There are some other techniques that have been proposed in the last few years [320,321,322,323]. Another power efficient and hardware friendly network structure has been proposed for a CNN with XNOR operations. In XNOR based CNN implementations, both the filters and input to the convolution layer is binary. This result about 58x faster convolutional operations and 32x memory saving. In the same paper, Binary-Weight-Networks was proposed which saved around 32x memory saving. That makes it possible to implement state-of-the-art networks on CPU for real-time use instead of GPU. These networks are tested on the ImageNet dataset and provide only 2.9% less classification accuracy than full-precision AlexNet (in top-1% measure). This network requires less power and computation time. This could make it possible to accelerate the training process of deep neural network dramatically for specialized hardware implementation [273,274]. For the first time, Energy Efficient Deep Neural Network (EEDN) architecture was proposed for the neuromorphic system in 2016. In addition, they released a deep learning framework called EEDN, which provides close accuracy to state-of-the-art accuracy almost all the popular benchmarks except ImageNet dataset [324,325].

12. Hardware for DL

Along with the algorithmic development of DL approaches, there are many hardware architectures have been proposed in the past few years [326]. The details about present trends of hardware for deep learning have been published recently [49,326]. MIT proposed Eyeriss as hardware for deep convolutional neural networks (DCNN) [327]. There is another architecture for machine learning called Dadiannao [328]. Google developed hardware named Tensor Processing Unit (TPU) for deep learning and was released in 2017 [329]. In 2016, efficient hardware that works for inference was released and proposed by Stanford University called Efficient Inference Engine (EIE) [330]. IBM released a neuromorphic system called TrueNorth in 2015 [324].

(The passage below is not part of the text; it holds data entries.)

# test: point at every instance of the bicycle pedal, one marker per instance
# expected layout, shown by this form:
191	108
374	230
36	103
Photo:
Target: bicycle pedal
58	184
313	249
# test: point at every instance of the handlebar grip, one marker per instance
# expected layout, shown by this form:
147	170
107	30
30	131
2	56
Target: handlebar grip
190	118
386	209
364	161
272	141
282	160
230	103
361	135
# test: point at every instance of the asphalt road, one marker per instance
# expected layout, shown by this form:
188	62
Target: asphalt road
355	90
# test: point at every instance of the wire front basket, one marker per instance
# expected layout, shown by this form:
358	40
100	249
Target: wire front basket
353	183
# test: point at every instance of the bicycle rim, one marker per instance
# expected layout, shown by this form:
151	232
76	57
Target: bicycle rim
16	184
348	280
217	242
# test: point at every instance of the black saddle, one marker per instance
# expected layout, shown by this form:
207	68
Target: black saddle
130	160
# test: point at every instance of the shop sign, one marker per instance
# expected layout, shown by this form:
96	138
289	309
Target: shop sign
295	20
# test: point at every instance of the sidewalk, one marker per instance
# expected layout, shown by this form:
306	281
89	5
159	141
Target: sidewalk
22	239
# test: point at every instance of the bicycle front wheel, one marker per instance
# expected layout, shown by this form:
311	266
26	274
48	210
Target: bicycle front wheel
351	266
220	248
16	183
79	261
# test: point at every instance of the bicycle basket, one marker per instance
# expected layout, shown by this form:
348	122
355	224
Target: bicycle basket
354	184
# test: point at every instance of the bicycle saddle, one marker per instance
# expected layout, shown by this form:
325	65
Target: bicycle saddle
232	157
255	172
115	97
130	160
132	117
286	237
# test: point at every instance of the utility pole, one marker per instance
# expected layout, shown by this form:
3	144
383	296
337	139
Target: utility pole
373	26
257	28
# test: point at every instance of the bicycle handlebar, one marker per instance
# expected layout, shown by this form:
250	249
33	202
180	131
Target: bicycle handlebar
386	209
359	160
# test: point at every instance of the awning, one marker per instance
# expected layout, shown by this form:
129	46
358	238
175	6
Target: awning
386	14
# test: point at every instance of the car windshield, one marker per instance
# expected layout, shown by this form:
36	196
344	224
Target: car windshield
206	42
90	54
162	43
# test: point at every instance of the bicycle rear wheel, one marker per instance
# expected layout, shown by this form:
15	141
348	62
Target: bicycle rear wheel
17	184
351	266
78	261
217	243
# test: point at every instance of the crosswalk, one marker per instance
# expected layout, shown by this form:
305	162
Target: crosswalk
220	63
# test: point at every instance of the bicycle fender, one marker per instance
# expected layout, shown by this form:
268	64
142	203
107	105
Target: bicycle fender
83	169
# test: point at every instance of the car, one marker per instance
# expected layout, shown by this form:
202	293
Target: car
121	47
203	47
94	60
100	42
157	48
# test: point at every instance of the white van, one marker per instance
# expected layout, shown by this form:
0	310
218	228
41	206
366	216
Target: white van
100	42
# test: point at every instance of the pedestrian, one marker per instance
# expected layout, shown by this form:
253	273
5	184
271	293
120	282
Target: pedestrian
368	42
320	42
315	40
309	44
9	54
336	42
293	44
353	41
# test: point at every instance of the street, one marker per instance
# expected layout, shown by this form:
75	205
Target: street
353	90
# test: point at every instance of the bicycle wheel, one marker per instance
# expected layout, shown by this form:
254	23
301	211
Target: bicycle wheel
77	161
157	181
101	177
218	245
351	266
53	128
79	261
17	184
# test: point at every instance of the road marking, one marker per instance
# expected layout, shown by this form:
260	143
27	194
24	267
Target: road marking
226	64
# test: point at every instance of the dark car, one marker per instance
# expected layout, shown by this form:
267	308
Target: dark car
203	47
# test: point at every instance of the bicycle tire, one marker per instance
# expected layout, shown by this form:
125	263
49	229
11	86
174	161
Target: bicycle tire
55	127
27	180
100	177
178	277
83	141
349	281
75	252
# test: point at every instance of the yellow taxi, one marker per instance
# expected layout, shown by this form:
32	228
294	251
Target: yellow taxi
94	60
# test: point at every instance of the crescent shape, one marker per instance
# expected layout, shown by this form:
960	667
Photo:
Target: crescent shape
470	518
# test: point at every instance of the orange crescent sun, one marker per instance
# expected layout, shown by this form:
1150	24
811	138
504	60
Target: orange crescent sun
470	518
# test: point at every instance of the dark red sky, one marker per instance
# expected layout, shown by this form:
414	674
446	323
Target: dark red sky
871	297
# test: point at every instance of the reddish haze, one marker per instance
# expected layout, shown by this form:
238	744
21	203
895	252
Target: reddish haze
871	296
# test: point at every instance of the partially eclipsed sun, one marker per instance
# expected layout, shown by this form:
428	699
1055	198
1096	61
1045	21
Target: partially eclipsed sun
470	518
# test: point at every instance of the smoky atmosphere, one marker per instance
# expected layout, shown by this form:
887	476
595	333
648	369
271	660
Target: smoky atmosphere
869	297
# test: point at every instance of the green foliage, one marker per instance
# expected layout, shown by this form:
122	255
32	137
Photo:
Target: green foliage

Deep learning approaches are not limited to the HPC platform, there is a lot of application already developed which run on mobile devices. Mobile platforms provide data that is relevant to everyday activities of the user, which can make a mobile system more efficient and robust by retraining the system with collected data. There is some research ongoing to develop hardware friendly algorithms for DL [331,332,333].

13. Other topics

There are several important topics, including frameworks, SDK, benchmark datasets, related Journals and Conferences are included in Appendix A.

14. Summary

In this paper, we have provided an in-depth review of deep learning and its applications over the past few years. Different state-of-the-art deep learning models in different categories of learning, including supervised, unsupervised, and Reinforcement Learning (RL), as well as their applications in different domains were reviewed. In addition, we have explained in detail the different supervised deep learning techniques, including DNN, CNN, and RNN. The un-supervised deep learning techniques, including AE, RBM, and GAN, were reviewed in detail. In the same section, we have considered and explained unsupervised learning techniques which are proposed based on LSTM and RL. In Section 8, we presented a survey on Deep Reinforcement Learning (DRL) with the fundamental learning technique called Q-Learning. The recently developed Bayesian Deep Learning (BDL) and Transfer Learning (TL) approaches are also discussed in Section 9 and Section 10, respectively. Furthermore, we have conducted a survey on energy efficient deep learning approaches, transfer learning with DL, and hardware development trends of DL. Moreover, we have discussed some DL frameworks and benchmark datasets, which are often used for the implementation and evaluation of deep learning approaches. Finally, we have included relevant journals and conferences, where the DL community has been publishing their valuable research articles.